I was sprawled, slug-like, on the couch, body aching with tiredness. I wanted nothing more than to close my eyes – even if just for ten minutes.
“Mommy?” Tori asked, patting my face. “Mommy, can we go see the balloons now?”
Inwardly, I groaned. We had promised to take her to the hot air balloon festival, but it was the last thing I felt like doing.
“Soon, honey. Go see if your daddy’s ready to go.” I was sure he wasn’t.
She skipped off. “Daddy? Daaaa-ddddy. Are you ready to go?”
Her voice faded and my eyes closed again. Seconds later, a small hand patted my cheek again.
“He’s ready, mommy! We can go!”
Of course he was. Pasting a (very fake) smile on my face, I opened my eyes. “Awesome. Let’s go! Where’s your shoes?”
A short while later we piled in the car and got on our way.
By all rights, the evening should have been a disaster. We started with a tired, grouchy mom recovering from a stomach bug, a starving dad, and sat in a half-hour long traffic jam trying to get in. Once we got there, we discovered there were only three food vendors available. And worse yet, there were no balloons in sight. Not one.

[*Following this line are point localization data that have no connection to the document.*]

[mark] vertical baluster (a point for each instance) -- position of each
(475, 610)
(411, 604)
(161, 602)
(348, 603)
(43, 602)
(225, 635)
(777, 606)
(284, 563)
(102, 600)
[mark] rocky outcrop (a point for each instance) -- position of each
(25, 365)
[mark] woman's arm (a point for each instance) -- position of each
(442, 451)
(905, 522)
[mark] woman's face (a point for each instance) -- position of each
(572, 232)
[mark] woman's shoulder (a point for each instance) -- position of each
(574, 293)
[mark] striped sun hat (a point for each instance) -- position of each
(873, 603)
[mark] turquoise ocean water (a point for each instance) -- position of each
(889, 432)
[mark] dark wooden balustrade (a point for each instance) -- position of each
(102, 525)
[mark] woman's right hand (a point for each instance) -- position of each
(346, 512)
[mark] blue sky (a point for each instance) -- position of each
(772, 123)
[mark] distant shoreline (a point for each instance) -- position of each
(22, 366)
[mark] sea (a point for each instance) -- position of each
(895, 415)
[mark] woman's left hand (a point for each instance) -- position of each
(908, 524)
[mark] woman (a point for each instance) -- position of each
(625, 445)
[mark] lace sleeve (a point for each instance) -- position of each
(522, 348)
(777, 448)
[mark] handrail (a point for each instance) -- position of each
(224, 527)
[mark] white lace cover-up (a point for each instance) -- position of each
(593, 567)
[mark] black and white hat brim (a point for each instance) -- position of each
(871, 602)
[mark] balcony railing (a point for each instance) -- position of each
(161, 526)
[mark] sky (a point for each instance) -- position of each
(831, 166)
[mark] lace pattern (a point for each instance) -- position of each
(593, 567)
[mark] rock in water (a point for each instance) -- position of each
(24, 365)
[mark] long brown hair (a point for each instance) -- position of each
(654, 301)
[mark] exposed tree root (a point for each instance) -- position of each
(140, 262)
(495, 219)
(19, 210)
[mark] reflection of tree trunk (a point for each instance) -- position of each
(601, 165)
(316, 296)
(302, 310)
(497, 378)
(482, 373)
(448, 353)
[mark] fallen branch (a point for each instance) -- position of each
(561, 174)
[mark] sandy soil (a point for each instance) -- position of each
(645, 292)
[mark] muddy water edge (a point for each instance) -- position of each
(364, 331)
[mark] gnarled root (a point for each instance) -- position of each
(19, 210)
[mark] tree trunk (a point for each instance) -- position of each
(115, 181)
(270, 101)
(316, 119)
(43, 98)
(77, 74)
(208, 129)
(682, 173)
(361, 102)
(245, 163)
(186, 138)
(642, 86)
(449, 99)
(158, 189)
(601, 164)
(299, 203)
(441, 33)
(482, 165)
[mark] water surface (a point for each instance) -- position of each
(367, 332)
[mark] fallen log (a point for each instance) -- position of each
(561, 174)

But you know what? It wasn’t. It was actually kind of awesome.
Although there were only three vendors, we didn’t have to wait long. And the food? Was greasy and delicious. We gobbled up our sandwiches (pork tenderloin for him, fish for me, bits of both for Tori) from a shaded spot on the grass while listening to some slightly off-key local band.
Then we wandered the grounds, grabbed a free frisbee for Tori, and set her loose to run with a pack of kids. She giggled and grinned, and her good mood was infectious.
Before long, the balloonists began unfurling their precious cargo, and the real fun began.
The first balloon came to life before our eyes.
As it did, small children darted in to touch it, then ran back, squealing as the wind flopped it over. Then they stood back and watched in wonder as it launched into the sky.
Soon, other balloons came to life. There was a scarecrow, a dragon, and rainbow-hued balloons of all sorts. Their operators made sure they remained tethered to the ground, and as dusk fell, we were surrounded by dancing, roaring, glowing balloons.
The look on Tori’s face was pure magic.
And just when she thought it couldn’t get any better, the stage came to life and a band began to play. She looked at us with a silent question in her eyes.
“Go ahead, sweetie. Go dance,” I said, and she took off for the stage. Then she and a group of other hyperactive kids up way past their bedtimes danced and pranced and twirled their hearts out.
All too soon it was time to go.
As I buckled her into her car seat, Tori grabbed my hair and asked, “Can we do this again tomorrow?”
I kissed her forehead and said “no, sweetie, it’s over for the year. But maybe next year.”
“Okay,” she said. “What about ice cream? Can we go get ice cream now?”
We did. And it was delicious.
It was the perfect end to a perfect summer night.